The Justice Department’s lawsuit draws from the 2009 merger between Live Nation and Ticketmaster. Prior to the deal, Live Nation was Ticketmaster’s largest customer. The merger proposal drew concern from competing concert promoters and venue owners, who claimed at the time that combining Ticketmaster and Live Nation would force them to work with their largest competitor.
The DOJ approved the merger with certain conditions, including a requirement that the company not retaliate against venues for choosing other ticketing services.
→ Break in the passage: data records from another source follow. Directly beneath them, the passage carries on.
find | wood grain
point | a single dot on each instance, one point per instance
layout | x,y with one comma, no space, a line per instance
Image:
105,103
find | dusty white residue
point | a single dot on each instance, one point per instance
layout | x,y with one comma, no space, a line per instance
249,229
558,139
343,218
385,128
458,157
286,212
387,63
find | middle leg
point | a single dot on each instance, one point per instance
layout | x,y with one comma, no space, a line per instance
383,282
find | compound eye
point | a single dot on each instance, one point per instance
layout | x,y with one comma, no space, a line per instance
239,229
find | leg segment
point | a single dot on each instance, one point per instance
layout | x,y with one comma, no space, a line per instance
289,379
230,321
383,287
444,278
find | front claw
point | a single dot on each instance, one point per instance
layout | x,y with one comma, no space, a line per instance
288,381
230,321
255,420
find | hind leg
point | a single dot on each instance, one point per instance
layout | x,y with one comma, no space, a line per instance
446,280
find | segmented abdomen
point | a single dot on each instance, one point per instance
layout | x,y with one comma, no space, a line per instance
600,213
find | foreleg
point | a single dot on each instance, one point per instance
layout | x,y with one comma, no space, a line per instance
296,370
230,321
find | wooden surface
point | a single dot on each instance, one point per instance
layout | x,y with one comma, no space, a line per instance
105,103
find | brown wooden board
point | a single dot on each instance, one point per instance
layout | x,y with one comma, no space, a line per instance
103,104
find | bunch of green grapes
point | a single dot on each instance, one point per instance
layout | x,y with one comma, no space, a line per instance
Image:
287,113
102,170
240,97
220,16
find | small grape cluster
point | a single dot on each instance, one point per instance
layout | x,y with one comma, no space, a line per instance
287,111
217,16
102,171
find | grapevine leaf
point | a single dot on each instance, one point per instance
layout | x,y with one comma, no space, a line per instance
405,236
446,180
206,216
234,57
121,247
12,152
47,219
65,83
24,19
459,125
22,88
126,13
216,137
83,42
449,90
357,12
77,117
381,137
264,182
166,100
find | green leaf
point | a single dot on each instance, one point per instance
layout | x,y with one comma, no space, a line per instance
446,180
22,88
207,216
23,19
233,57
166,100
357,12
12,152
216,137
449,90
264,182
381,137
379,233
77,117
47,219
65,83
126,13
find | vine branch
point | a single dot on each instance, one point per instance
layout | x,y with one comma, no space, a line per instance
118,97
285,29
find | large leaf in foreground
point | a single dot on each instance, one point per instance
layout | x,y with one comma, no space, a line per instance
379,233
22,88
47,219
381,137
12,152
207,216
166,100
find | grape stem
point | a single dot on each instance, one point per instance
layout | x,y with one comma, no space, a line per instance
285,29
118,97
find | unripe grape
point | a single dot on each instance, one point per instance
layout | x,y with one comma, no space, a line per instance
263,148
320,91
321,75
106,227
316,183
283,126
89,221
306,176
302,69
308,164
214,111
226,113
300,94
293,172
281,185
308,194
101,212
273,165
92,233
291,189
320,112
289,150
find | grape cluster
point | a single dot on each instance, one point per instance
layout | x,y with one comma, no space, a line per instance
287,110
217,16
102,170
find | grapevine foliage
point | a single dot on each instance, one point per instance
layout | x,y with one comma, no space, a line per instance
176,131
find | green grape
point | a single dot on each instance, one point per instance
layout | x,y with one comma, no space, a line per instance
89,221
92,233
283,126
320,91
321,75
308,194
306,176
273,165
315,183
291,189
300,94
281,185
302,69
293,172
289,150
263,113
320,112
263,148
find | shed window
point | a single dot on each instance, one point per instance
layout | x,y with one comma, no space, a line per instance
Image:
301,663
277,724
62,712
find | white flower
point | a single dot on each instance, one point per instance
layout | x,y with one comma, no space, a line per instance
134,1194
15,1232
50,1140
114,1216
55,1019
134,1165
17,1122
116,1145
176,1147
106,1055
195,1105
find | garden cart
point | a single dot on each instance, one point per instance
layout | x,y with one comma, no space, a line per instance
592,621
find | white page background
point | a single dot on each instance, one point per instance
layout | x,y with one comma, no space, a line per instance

But in 2019, competition enforcers found that that the company had been violating the agreement by strong-arming venues to accept Ticketmaster’s services as a condition for hosting Live Nation performers, and retaliating against those that refused.
Live Nation has maintained that it has consistently followed the consent decree, settling with the DOJ at the time. AELP claims Live Nation continues to violate that consent decree, which expires this year.
There’s technically no statute of limitations on mergers, but the government must prove that Live Nation has illegally wielded its monopoly in a manner that violates antitrust laws. Simply having a monopoly isn’t inherently illegal. The Federal Communications Commission in 2008, for example, approved the merger between XM and Sirius despite the combined entity being the only licensed satellite radio broadcasting company.
In a February earnings call, Live Nation reported operating income of $825 million last year, with 151 million fans attending over 50,000 events. It brought in total revenue of $23 billion, roughly $19 billion of which generated off of its concert arm.
Asked about high ticket pricing, CFO Joe Berchtold said the artists with stadium tours “are priced at almost perfection,” and that the prices are meant to deter scalpers.
“Since 2022, thousands of Americans have unequivocally called on the DOJ to break up Live Nation/Ticketmaster,” said Morgan Harper, director of policy at the AELP. “The DOJ must continue this case and pursue structural remedies like the public is demanding. Past attempts to cut deals with this giant have been unsuccessful in stopping abuses of independent venues, artists, and fans. Nothing short of a breakup will do.”